それから未練を残して死んでしまったという条件も不思議で、本人にしかわからないはずなのに周りの人が『きっとこの子は結婚できなくて未練が残っているはずだ』って決めつけてるわけですから。
まあ細かいことはわからんですけどねw
で、死んだ人が封筒を拾ってくれた人を気に入るかどうかなんてどうやってわかるんだよって気になる人もいるかと思いますが、これは占い師によって相性をみてもらうそうです。

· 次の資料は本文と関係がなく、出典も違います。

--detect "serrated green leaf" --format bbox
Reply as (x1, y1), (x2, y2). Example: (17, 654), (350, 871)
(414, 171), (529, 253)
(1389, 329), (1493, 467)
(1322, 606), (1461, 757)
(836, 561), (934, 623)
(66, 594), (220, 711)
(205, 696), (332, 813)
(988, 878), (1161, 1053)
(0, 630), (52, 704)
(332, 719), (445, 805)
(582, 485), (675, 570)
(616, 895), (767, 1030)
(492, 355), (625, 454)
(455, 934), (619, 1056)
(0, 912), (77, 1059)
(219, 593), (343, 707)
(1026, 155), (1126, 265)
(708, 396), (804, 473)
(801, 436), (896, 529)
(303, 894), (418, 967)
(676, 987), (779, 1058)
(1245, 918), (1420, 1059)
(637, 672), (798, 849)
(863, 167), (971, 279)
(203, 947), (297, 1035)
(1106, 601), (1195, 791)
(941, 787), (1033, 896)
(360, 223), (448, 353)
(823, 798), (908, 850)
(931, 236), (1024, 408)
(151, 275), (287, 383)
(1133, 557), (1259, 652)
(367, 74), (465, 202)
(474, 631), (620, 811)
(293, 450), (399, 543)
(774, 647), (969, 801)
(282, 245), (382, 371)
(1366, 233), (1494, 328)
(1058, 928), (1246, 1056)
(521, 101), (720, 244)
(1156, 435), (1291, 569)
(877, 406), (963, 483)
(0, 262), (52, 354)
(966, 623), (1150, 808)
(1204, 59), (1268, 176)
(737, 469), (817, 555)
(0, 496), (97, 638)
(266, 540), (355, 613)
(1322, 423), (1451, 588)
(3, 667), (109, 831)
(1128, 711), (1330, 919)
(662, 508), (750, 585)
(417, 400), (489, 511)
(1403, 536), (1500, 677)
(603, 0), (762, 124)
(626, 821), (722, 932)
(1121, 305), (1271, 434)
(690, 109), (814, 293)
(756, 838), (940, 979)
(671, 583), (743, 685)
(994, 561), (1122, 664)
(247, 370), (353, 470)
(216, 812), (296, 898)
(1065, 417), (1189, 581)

占い師が『これは良いね!最高だよ!』って言えば冥婚成立!
おめでとうございまーす!酒を飲みまーすwってなるわけです。
でも『だめだこりゃ』っていう結果がでたなら…どうするんですかね?
はい撤収!ってかんじでさっさとリセットするんでしょうか?
まよくわからんですけど、そんな風習がいまだに残っていることもあるという台湾の冥婚についての補足説明でした!
というわけで感想と見どころをお話ししていきます。
この作品の見どころはこちら。
・ゲイを嫌うミンハンと恋人の幸せを願うゲイの青年マオの関係性
・マオの親子関係
・ミンハンが追うマフィアのボス
この3つですね。
この3つが個人的に凄く注目してほしいポイントです。
ミンハンとマオのおもしろおかしい関係性
まず一番の見どころはミンハンとマオの友情!
これがもう最高におもしろいんです!
2人の会話、言い争いのシーンのテンポが良いし緩急もうまい。
以前にご紹介しました怪奇温泉旅館の笑いの押し売り的な感じも少なめで、僕の好きな笑いのリズムでしたね。
ミンハンとマオの関係は冥婚の封筒を拾った瞬間に始まるんです。
マオがミンハンに一目ぼれしたかと言うと全然そんなことないし、ミンハンがゲイの道に目覚めちゃうとかそんなこともなく、出会いはまさに最悪なんですね。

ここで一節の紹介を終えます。